Il caso

OpenAI lancerà il suo Store: come la prenderà Apple?

L'azienda di Sam Altman consentirà agli sviluppatori di creare versioni personalizzate di ChatGPT e di guadagnare soldi – Cupertino, al di là delle normative UE al riguardo, saprà accettare un concorrente all'interno del proprio ecosistema?
© Gabriele Putzu
Red. Online
06.01.2024 19:15

Dopo aver accumulato ritardi in serie, complice anche l'instabilità generata dal licenziamento e dal repentino ritorno in azienda dell'amministratore delegato Sam Altman, il GPT Store di OpenAI – dove programmatori e persone potranno condividere e monetizzare versioni personalizzate di ChatGPT – diventerà realtà la prossima settimana. Una mossa, questa, che negli Stati Uniti sta facendo discutere. Anche parecchio. E il motivo è presto detto: il lancio di uno Store dedicato, oltre a essere stato paragonato al lancio dell'App Store di Apple nell'oramai lontano 2008, metterà OpenAI direttamente in competizione con il colosso di Cupertino. A suo tempo, l'App Store di Apple permise a generazioni di sviluppatori di creare applicazioni all'interno dell'ecosistema Apple. Lo stesso, ora, intende fare OpenAI. Ma sarà davvero l'inizio di una rivoluzione? Sì, no, forse. Vediamo, nel dettaglio, che cosa sappiamo finora. 

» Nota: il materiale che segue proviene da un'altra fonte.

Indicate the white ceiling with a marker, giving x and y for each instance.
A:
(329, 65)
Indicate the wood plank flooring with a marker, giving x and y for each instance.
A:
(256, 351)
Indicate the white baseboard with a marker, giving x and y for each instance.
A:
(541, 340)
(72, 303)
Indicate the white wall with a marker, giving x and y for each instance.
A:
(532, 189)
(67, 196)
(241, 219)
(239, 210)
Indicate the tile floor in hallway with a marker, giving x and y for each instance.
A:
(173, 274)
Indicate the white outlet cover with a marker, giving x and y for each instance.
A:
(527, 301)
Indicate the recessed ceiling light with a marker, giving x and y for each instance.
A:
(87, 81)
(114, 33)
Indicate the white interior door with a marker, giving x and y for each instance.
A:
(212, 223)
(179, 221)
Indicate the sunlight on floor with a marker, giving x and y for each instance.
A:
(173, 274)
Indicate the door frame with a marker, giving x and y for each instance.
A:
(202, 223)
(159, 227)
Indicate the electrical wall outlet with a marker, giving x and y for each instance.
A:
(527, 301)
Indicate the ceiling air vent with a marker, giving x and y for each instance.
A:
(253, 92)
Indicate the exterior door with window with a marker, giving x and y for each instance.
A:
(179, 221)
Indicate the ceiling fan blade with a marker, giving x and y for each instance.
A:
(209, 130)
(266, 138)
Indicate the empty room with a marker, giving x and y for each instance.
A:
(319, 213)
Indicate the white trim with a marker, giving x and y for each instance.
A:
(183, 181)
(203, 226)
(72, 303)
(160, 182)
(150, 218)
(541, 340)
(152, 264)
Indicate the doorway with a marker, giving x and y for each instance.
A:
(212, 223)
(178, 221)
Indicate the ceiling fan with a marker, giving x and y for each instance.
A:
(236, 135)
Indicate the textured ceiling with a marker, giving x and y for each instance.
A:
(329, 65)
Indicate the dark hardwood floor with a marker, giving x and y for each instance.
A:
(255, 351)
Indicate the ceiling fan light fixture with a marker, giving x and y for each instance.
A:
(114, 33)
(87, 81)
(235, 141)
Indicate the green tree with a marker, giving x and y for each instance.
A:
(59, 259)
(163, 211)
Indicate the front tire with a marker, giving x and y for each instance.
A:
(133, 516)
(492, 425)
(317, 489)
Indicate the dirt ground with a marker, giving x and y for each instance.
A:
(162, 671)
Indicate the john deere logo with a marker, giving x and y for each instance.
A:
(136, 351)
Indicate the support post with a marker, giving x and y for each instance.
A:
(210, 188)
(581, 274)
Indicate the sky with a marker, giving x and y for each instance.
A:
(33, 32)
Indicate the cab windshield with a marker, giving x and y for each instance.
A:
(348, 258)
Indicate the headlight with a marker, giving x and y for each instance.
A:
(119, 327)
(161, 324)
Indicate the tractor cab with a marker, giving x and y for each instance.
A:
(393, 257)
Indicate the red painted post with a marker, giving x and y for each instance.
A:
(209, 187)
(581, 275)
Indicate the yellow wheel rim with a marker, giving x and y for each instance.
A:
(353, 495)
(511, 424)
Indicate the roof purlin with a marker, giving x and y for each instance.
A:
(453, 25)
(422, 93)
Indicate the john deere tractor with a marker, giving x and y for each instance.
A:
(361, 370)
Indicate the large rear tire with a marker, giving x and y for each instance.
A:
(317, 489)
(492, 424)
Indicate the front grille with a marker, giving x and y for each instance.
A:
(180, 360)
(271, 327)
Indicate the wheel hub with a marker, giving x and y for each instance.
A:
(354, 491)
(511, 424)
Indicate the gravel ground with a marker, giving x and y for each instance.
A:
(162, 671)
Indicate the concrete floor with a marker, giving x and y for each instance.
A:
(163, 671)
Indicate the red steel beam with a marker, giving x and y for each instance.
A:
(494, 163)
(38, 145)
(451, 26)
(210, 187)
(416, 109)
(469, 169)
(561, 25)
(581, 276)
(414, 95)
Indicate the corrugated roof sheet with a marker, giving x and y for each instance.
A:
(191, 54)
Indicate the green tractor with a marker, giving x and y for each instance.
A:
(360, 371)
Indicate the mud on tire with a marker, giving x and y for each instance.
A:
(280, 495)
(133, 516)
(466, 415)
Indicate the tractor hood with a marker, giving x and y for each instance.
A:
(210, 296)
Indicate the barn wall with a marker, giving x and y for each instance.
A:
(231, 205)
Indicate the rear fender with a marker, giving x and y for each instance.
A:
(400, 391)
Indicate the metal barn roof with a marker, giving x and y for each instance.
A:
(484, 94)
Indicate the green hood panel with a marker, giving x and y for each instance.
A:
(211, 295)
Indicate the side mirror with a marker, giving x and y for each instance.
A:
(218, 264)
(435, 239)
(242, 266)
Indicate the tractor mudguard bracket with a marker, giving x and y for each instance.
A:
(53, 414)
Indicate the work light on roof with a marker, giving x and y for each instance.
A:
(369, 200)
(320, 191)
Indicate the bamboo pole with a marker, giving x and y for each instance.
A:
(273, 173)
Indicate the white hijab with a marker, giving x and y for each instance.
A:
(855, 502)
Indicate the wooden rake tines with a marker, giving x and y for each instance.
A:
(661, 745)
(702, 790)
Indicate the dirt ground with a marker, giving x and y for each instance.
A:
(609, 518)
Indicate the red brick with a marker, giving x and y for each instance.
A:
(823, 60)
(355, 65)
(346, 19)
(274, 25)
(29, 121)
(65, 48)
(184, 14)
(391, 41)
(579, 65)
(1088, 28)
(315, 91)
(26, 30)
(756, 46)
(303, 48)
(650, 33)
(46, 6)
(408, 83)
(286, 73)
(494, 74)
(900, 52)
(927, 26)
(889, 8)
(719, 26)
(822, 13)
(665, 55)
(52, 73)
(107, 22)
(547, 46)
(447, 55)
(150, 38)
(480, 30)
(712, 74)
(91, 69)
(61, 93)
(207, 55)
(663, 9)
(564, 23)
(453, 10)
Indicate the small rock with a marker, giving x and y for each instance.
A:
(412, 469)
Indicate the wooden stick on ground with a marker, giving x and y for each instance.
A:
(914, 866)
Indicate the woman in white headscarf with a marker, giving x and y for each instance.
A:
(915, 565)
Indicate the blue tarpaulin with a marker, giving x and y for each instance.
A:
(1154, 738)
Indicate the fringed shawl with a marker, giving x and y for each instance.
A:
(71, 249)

Verso una democratizzazione dell'intelligenza artificiale?

Innanzitutto, perché mai dovrebbero nascere e spopolare versioni più piccole – ovvero con minori quantità di dati – rispetto a ChatGPT? La vera domanda, probabilmente, è un'altra: perché no? OpenAI, al riguardo, ha portato alcuni eventi. Un domani, sul suo Store potrebbero trovarsi App mutuate da ChatGPT ma con compiti molto più specifici: dall'assistente per i giochi da tavolo al coach di scrittura creativa. Semafor ha ipotizzato che, fronte giornalisti, potrebbero nascere strumenti di aiuto alle redazioni. 

Potremmo assistere, insomma, alla democratizzazione dell'intelligenza artificiale. Con buona pace delle tante società di consulenza, come riporta TechCrunch, nate in questi ultimi mesi per costruire dei chatbot personalizzati secondo i gusti dei propri clienti.

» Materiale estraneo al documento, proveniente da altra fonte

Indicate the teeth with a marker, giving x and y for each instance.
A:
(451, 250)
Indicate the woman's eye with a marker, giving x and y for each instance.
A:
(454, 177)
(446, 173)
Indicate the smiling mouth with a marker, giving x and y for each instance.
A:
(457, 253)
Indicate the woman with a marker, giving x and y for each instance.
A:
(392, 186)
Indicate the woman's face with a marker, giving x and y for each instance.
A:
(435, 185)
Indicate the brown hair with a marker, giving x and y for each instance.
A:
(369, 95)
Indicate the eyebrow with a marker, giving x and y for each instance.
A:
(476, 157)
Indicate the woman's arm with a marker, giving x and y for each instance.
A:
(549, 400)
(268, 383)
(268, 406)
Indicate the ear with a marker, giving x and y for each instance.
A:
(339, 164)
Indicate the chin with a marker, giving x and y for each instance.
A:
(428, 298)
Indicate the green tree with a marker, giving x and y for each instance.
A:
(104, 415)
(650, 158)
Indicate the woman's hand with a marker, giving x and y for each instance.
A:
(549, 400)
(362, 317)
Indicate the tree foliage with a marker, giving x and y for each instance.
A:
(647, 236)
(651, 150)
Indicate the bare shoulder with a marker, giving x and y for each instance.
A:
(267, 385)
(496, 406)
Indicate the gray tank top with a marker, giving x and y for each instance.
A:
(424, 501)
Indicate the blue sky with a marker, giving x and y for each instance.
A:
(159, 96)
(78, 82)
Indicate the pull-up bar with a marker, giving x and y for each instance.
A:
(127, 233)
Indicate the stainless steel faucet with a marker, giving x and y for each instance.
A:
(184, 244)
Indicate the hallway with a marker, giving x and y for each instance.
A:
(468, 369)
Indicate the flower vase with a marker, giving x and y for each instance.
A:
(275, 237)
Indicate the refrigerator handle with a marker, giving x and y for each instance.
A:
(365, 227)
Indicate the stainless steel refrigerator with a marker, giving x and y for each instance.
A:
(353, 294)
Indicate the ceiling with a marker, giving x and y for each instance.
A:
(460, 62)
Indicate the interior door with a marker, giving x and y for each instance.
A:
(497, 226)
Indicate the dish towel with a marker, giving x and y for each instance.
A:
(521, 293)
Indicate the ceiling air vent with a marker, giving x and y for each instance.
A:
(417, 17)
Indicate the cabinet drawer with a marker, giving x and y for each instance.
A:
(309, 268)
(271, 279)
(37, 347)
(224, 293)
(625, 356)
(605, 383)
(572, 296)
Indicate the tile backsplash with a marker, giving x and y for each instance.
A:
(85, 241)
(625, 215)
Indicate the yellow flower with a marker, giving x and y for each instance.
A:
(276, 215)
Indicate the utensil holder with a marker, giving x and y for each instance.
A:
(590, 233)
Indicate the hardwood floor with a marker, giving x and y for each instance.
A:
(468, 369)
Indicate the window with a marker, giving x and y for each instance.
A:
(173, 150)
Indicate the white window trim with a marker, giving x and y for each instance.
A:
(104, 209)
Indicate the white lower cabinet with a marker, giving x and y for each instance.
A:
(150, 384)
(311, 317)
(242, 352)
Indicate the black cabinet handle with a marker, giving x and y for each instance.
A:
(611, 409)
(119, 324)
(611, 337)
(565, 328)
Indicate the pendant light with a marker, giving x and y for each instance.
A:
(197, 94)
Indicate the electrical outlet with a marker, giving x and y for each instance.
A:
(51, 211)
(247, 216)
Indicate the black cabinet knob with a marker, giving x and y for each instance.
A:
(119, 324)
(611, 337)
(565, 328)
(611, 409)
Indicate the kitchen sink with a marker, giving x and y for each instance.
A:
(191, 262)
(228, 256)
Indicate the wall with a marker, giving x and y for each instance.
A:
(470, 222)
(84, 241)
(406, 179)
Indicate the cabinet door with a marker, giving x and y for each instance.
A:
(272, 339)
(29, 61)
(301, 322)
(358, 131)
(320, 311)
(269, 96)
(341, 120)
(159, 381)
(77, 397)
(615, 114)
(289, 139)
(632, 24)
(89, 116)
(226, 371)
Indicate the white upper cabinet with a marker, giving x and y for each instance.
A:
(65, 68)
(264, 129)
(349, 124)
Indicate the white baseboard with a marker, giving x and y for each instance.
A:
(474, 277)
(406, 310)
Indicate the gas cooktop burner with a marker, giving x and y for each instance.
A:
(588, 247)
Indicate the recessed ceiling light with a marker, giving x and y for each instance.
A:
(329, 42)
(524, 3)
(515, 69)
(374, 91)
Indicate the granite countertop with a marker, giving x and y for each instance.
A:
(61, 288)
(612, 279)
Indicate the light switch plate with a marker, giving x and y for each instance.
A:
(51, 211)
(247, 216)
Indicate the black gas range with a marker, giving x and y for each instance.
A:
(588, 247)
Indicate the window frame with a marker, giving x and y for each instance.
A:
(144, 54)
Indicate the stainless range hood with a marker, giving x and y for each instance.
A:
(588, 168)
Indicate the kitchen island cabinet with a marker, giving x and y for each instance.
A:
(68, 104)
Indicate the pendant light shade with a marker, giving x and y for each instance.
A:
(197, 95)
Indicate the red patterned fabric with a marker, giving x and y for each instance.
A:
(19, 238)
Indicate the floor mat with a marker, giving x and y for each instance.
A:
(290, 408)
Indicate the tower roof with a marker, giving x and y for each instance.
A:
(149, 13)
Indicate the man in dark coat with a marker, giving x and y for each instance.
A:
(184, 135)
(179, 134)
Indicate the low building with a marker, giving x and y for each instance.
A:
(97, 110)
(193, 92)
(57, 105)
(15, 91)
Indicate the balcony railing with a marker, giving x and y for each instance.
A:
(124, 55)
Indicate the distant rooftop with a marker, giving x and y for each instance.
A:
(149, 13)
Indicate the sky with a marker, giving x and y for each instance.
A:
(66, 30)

Ma chi ci guadagnerebbe? E in che modo?

OpenAI ha informato gli sviluppatori via email, questa settimana, dell'oramai imminente lancio del GPT Store. L'azienda, tuttavia, non ha rivelato granché: nessun dettaglio circa le modalità attraverso cui gli sviluppatori verranno retribuiti, ad esempio. A novembre, quando OpenAI ha presentato  ufficialmente il progetto, Sam Altman aveva dichiarato a The Verge di voler condividere i ricavi dell'azienda con gli sviluppatori piuttosto che prendersi direttamente una percentuale delle vendite. Un approccio, questo, più democratico (ancora) rispetto a Apple. 

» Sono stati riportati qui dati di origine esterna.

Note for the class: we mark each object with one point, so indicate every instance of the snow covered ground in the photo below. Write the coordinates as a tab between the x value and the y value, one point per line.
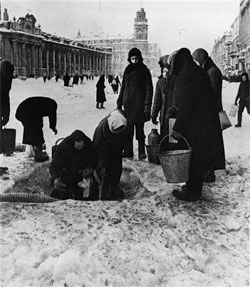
151	239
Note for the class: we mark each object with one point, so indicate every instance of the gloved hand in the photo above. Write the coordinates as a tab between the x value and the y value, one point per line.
4	121
146	115
87	172
154	121
103	172
55	131
59	185
171	112
176	135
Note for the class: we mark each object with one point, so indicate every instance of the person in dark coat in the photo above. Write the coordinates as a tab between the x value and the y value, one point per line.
198	121
30	113
6	76
202	58
108	140
100	93
115	84
163	97
74	161
136	98
66	79
243	95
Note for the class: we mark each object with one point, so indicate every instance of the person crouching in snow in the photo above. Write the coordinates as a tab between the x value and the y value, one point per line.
109	140
30	113
73	163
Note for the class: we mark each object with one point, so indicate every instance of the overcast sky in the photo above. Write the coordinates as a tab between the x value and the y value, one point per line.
172	24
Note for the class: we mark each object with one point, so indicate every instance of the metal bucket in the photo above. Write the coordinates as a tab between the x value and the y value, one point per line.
8	141
152	152
233	110
175	163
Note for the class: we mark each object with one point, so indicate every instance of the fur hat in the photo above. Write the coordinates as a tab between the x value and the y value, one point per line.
116	122
135	52
200	55
163	62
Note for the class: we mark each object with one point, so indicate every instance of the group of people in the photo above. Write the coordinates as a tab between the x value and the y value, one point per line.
189	91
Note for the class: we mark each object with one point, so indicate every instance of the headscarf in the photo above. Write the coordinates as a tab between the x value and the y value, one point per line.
200	55
116	120
135	52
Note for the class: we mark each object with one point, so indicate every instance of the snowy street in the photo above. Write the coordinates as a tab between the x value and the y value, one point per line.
151	239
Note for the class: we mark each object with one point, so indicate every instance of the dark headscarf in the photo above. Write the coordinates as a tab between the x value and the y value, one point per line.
182	58
135	52
200	55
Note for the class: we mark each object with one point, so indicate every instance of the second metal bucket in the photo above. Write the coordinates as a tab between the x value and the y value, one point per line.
175	163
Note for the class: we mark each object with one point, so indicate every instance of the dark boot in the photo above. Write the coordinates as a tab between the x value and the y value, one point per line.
128	150
40	156
186	194
141	150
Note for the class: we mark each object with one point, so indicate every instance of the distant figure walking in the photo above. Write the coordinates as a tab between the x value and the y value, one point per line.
115	84
30	113
100	93
243	96
66	79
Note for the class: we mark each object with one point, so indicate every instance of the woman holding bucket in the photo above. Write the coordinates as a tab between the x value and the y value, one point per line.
197	120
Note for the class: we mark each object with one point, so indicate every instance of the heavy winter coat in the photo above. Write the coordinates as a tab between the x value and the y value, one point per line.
162	101
31	112
67	162
100	93
108	147
6	76
197	117
136	92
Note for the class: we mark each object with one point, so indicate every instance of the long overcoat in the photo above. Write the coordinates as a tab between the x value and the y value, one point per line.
136	92
162	101
108	147
67	161
31	112
215	76
197	117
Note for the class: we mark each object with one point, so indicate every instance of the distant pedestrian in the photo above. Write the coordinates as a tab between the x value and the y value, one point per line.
115	84
202	58
136	97
163	96
243	96
66	79
44	76
30	113
100	92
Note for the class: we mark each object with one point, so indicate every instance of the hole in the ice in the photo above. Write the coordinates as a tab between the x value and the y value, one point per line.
38	182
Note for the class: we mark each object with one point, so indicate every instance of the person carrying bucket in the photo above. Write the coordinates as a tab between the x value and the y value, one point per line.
197	120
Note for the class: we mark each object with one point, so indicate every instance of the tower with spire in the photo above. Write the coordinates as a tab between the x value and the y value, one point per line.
141	26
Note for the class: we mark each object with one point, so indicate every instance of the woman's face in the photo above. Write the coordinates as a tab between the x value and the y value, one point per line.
134	59
78	145
164	72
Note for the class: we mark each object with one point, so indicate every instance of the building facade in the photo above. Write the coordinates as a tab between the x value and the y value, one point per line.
121	46
34	52
232	51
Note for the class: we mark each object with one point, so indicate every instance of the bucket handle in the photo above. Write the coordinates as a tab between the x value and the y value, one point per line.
58	140
167	136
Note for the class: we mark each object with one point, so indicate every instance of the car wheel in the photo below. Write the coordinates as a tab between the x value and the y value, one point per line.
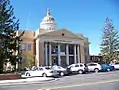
44	75
80	71
28	74
108	70
61	73
96	70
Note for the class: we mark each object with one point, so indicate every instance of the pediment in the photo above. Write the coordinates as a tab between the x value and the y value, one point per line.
63	33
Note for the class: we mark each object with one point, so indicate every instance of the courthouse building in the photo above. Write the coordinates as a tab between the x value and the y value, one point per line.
51	46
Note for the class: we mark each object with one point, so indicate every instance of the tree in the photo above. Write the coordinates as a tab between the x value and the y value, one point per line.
110	42
8	29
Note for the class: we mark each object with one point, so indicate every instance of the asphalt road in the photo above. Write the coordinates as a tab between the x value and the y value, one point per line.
94	81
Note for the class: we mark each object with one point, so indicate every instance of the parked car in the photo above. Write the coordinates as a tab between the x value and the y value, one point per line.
61	71
77	68
116	65
94	67
41	71
107	67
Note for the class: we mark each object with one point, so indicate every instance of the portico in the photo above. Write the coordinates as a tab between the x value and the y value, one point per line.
57	55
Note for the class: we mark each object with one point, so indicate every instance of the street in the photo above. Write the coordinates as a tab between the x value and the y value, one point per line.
91	81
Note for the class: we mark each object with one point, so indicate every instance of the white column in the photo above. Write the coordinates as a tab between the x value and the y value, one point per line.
78	54
59	58
67	54
75	54
37	51
50	62
46	54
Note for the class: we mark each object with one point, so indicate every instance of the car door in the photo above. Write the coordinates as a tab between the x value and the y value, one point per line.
76	68
116	65
91	66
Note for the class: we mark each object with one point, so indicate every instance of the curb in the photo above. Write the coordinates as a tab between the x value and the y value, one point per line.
25	81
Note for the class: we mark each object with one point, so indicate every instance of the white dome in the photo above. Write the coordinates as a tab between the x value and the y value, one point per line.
48	22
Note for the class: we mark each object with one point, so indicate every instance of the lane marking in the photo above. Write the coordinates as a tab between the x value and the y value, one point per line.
83	84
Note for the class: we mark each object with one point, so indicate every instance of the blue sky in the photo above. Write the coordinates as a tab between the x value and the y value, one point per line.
78	16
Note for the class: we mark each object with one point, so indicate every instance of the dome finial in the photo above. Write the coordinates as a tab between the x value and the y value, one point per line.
48	12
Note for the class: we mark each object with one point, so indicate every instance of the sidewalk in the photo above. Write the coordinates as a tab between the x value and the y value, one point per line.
31	79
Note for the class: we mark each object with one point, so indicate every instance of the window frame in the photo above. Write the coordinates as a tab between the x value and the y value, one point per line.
29	47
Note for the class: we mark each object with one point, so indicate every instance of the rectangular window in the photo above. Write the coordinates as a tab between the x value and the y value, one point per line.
23	47
29	47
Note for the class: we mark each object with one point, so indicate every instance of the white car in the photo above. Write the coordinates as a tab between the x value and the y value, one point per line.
116	65
79	68
41	71
94	67
61	71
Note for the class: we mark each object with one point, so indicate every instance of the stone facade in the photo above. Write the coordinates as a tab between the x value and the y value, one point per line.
51	46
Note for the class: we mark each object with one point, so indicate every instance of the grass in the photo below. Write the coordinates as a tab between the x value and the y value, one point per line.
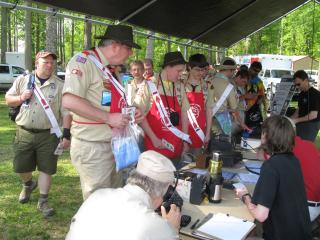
23	221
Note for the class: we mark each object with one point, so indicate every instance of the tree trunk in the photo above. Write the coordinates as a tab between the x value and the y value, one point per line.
15	33
169	44
28	38
209	55
4	33
150	46
9	32
37	33
87	33
220	54
51	32
72	37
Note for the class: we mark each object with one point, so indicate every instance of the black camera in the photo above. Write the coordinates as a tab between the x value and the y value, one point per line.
174	118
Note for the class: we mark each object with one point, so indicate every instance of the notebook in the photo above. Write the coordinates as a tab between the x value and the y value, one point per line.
224	226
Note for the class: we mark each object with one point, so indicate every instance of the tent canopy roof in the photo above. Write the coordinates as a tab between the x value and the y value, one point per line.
214	22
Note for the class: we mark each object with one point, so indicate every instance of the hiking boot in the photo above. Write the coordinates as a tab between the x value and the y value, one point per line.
26	191
44	207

Tutto molto bello, anche in ottica copyright: potenziali cause su questo fronte, legate ai dati utilizzati per addestrare le versioni personalizzate di ChatGPT, verranno gestite direttamente da OpenAI. Cause che, inevitabilmente, potrebbero essere conseguenti al successo di una determinata versione personalizzata. Lo stesso New York Times, per dire, si è mosso solo quando la creatura di Sam Altman ha guadagnato le luci della ribalta globale.

La posizione di Apple

Secondo quanto hanno rivelato i media americani, il GPT Store sarà accessibile sia sul web sia tramite l'App di ChatGPT. E qui, beh, casca l'asino, nella misura in cui Apple – è noto – non vede di buon occhio le App che, all'interno del suo ecosistema, ospitano dei propri Store. Una testardaggine, quella di Cupertino, scontratasi di recente con le normative dell'Unione Europea. Tant'è che il 2024, in questo senso, potrebbe essere l'anno della svolta, quantomeno in Europa, con l'autorizzazione di App Store alternativi a quello di Apple. 

Al di là di questo aspetto, Apple sta seguendo con apprensione le mosse di OpenAI. Il motivo? Rispetto a Google e Microsoft, Apple è rimasta indietro nello sviluppo dell'intelligenza artificiale. E la cosa, ha spiegato una fonte a Bloomberg, sta generando non poca ansia.